L'arbre qui cache la forêt

   Carlos exagère!
                                On a eu cependant peur pour lui...
                  La stratégie du chantage est devenue un grand classique.
                                 Mais il y a plus d'un baudet dans l'écurie dorée des stars
           Carlos Ghosn est-il trop payé ? Tout est relatif. Pendant les longues années où l’État actionnaire a maintenu Mme Lauvergeon à la tête d’Areva, si elle avait été rémunérée au SMIC, c’eût été encore trop. Une braillarde d’outre-Manche signe un contrat de 130 millions de dollars avec Sony Music, et la planète entière applaudit ce nouveau record. Mieux payé que le patron de Renault et Nissan par les propriétaires qataris, un footballeur suédois quitte un championnat national de seconde zone sans avoir jamais conduit son club au-delà des quarts de finale en Ligue des champions.
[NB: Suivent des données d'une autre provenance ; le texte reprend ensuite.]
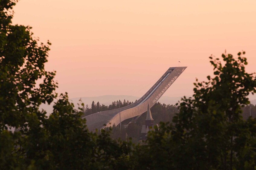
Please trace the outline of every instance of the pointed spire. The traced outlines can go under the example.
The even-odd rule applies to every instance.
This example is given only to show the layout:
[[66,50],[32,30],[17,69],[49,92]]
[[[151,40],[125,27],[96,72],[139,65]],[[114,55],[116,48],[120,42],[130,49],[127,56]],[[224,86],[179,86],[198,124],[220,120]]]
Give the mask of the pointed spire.
[[150,111],[150,109],[149,108],[149,104],[147,105],[147,117],[145,120],[154,120],[152,118],[152,116],[151,115],[151,112]]

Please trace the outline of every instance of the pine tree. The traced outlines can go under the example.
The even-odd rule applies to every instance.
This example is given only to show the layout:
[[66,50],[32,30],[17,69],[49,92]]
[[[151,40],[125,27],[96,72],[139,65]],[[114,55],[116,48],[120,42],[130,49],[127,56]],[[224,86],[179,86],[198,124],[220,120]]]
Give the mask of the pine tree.
[[96,110],[97,112],[99,112],[100,111],[101,106],[99,104],[99,102],[98,102],[96,105]]
[[97,111],[96,110],[96,106],[94,103],[94,101],[93,101],[92,103],[92,113],[96,113]]

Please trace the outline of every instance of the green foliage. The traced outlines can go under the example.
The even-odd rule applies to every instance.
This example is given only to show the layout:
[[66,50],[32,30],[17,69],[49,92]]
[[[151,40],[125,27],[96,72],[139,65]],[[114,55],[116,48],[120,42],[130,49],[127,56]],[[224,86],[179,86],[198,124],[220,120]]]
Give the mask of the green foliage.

      L’envolée de la rémunération des grands patrons est une bulle parmi tant d’autres. Elle accompagne le gonflement de la valorisation boursière des entreprises mondialisées et la tendance naturelle du capitalisme à la concentration, s’il n’est pas bridé par de saines règles de concurrence. À noter que cet enrichissement sans cause profite bien davantage aux propriétaires des entreprises où la possession du capital est concentrée entre quelques mains qu’aux salariés que demeurent les “grands patrons”. Mains qui souvent appartiennent à des héritiers ou des héritières...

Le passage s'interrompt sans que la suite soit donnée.